Have you ever lost your temper? Ever get mad at another driver and chase them down the freeway? Have you ever fallen into the mulligrubs and can’t seem to find a way out? The secret to not having our lives wrecked by momentary insanity is in how we respond.
The secret to not having our lives wrecked by momentary insanity is in how we respond.
We are emotional creatures. We think, feel and act based on the input we take in around us. Wake up to the sun glimmering in on your face and the sound of brand new baby birds chirping outside your window, and you start off your day one way.
Wake up to the neighbors dog barking its stinking head off at 5:00 AM, or walking in the laundry room and stepping in cat pee from the night before, or reaching for your favorite cup for coffee only to discover its filled with the left over “goo” experiment your nine-year old son was working on, and I guarantee you your day starts off different.
Add a few crazy drivers cutting you off on your way to work, and by the time you get to the office you are steaming hot!
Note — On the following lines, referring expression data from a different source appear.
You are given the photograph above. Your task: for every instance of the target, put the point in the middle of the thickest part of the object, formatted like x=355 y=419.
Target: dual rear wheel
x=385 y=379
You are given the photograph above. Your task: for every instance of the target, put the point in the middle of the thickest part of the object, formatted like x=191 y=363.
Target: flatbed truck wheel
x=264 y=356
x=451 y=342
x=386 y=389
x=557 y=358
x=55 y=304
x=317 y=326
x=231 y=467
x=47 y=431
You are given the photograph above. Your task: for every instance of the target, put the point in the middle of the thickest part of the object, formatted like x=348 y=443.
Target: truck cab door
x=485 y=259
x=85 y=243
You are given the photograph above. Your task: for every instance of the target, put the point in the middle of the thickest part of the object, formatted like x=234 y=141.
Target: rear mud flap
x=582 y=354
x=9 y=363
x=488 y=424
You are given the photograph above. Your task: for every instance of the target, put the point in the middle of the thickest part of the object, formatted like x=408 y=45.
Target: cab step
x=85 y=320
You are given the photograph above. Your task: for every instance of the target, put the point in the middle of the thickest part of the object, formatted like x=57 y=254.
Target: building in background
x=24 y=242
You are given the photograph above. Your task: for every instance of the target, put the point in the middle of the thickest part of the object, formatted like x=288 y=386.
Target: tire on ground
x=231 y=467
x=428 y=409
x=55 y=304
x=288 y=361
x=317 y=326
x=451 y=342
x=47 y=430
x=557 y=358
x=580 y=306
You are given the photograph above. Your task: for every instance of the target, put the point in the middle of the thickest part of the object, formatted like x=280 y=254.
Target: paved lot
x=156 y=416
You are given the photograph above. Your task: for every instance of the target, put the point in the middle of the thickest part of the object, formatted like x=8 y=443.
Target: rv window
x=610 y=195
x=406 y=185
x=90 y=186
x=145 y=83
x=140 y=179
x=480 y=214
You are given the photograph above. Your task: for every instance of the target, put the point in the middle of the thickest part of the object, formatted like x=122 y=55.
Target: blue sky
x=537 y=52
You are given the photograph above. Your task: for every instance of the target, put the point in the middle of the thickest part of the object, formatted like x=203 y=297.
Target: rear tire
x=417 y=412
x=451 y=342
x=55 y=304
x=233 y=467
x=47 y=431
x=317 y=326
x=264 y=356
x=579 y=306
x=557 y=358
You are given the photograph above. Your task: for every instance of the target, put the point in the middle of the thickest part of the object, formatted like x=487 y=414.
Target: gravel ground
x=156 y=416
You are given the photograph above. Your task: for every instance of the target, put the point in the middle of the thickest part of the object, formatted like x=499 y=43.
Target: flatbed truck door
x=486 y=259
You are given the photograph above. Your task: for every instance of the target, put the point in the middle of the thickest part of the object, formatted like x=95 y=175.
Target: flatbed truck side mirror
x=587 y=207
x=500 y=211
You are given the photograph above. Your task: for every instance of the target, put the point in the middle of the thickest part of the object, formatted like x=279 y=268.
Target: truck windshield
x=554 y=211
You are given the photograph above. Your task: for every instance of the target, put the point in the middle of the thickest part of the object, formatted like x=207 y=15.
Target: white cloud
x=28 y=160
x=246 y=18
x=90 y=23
And that’s not the kind of hot you feel like in your new pumps and black dress. (Just to clarify)
So what determines how long we “stew” in what happens to us?
Stop reading for a moment and take a deep breath. Hold it. Hold it. Now let it out. Did you do the exercise? Yes? That’s how simple it is to let go of what you are stewing over. Didn’t do my breathing exercise? That’s how easy it is to decide to hold on and stew longer.
It’s not what happens to you but how you respond to what happens. Oh, it’s not going to be easy. Rage, despair, agony, stress, anxiety and fear are ALL legitimate feelings, and STRONG feelings too. But they are still feelings triggered by our perception of what happens to us.
The early morning sun warming our face causes us to see ourselves and our world from one perspective. As a result, we experience associated feelings of happiness, joy and success. We experience the exact opposite when racing cars, barking dogs, cat pee, and goo experiments in our favorite coffee cup is how we start off the day. These things ignite agitation. At that moment, our world seems out of order and we respond accordingly.
The KEY is to DO THE OPPOSITE.
You’ve been living these up and down cycles long enough to know how you are going to respond, right? You know when she ticks you off and you play hard to get for weeks after. You know when he hurts your feelings and you withdraw from him, stewing and determined you’re going to make him apologize first.
We all know ourselves really well. To break free from this vicious cycle, we need to do the opposite. If you would normally storm out the back door, holler at the neighbor calling him a stupid idiot, and demanding he shut his dog up or else, respond the opposite. Gently get up, close the window, go back to bed, put a pillow over your head and call it a done deal.
If you would normally drag your seventeen-year old out of bed and make her clean up the cat pee while lecturing her on responsibility and threatening to take every last thing she loves away from her until she grows up and becomes RESPONSIBLE, try gritting your teeth, walk through the pee, get what you need from the dryer, and proceed to the shower. (Everything washes off anyway, right?)
The point is, to stop the cycle you have to stop responding to it the way you always do. If you keep doing what you are doing you will keep getting what you’re getting.
“To stop the cycle you have to stop responding to it the way you always do.”
So the next time your day starts off less than desirable, or along the way someone or something attempts to steal your joy or disrupt your happy moment, think about how you would normally respond, and DO THE OPPOSITE. You, and a whole lot of others around you, will be glad you did.